For the fiscal year, QBE posted a statutory net profit after tax of US$2,157 million, up from US$1,779 million in the previous year. On an adjusted basis, profit climbed to US$2,132 million, representing a return on equity of 19.8%. This strong performance is partly due to a better-than-expected combined operating ratio of 91.9%, which improved from 93.1% the year before and beat the company’s guidance of 92.5%. The insurer credited this to a mix of factors including good pricing, portfolio management, and notably lower catastrophe costs.
Catastrophe claims fell sharply to US$751 million, or 4.1% of premiums, down from US$1,048 million (5.9%) a year earlier, and below QBE’s annual allowance for catastrophes. This reduction helped lift underwriting results significantly. Outside of catastrophe claims, the company’s underlying claims remained stable, though some portfolios faced tougher loss trends and large individual claims. This highlights ongoing challenges with managing risk and pricing, especially as large losses continue to be a concern.

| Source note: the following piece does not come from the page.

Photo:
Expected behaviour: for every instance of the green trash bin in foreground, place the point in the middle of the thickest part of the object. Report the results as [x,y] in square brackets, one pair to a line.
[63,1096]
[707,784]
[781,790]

QBE also saw growth in its gross written premiums, which rose 7% to nearly US$24 billion, outperforming its growth targets. Excluding exited portfolios, growth was 8%. By region, North America grew 4%, the International segment surged 11%, while Australia Pacific remained flat. The strong international growth reflects varied local market conditions and appetite for different insurance lines.
On the investment side, QBE earned US$1,633 million in income, maintaining a solid 4.9% return. Core fixed income investments returned 4.2%, while riskier assets performed exceptionally well with nearly 10% returns. This steady investment income eases pressure on underwriting margins and provides more room for competitive pricing.
Capital strength remains robust, with QBE’s APRA PCA multiple slightly increasing to 1.87 times, just above its targeted range of 1.6 to 1.8 times. The company declared a final dividend of 78 Australian cents per share, pushing the full-year dividend up 25% to A$1.09 per share, and maintaining a payout ratio of 50%.
For brokers, these results suggest QBE is in a healthy position, combining strong profit with disciplined underwriting. Although this might not mean cheaper premiums across the board, it signals a more consistent and reliable insurer with clear appetite to grow where the risks make sense. QBE expects the market environment to stay positive and plans for continued mid-single-digit premium growth and a combined operating ratio around 92.5% in the year ahead.
As clients push back on pricing and demands, brokers will likely see QBE maintaining a careful balance between expanding business and managing the risk of big losses. This sets the stage for steady, though perhaps selective, competition in the insurance market through 2026.